The Court's reasoning for its ruling? "And" is "conjunctive." Seems straightforward, right? Not to dissenting Judges Jordan, Branch, Grant, and Brasher. All endorsed a disjunctive reading of "and." It's hard to do justice to the reasoning of both sides, so the opinion is worth a read, if anything to re-familiarize yourself with the various canons of statutory construction, which get a lot of attention (even the "absurdity canon")! Very interesting lineup of dissenters and this is Judge Pryor's second opinion for the en banc Court in favor of a criminal defendant (he penned the Corrine Brown opinion).


The practical takeaway? A lot more defendants will now be eligible for safety valve relief. Opinion below.



UPDATE by DOM: Thanks for the great post, John. I had to jump in and congratulate the Federal Defender's Office for this big win. It's not every day that you get an en banc ruling for a criminal defendant.  The case was handled by AFPDs Tracy Dreispul and Brenda Bryn.  Wonderful.
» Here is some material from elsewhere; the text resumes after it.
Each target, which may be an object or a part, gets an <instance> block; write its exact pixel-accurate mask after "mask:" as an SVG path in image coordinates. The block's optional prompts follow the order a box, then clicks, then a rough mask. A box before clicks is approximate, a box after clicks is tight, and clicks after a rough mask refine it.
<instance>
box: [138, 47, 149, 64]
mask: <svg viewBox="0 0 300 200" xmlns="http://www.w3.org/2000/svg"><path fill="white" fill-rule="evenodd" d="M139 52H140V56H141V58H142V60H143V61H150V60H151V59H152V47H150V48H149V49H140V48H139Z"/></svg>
Opinion by John Byrne on Scribd

3 comments:

Anonymous said...

Surprised you didn’t
mention this was a FPD case. Congrats Tracy and Brenda!

Anonymous said...

If the statute is as muddy and poorly written as this opinion, its concurrences, and its dissents would have us believe, why not call it unconstitutionally vague, and basically kick it back to congress to fix. I suspect that's what the founders would have had in mind.

Anonymous said...

Also, what a funny state of affairs. The 9th and 11th Circuits standing together/alone in a split against three other Circuits.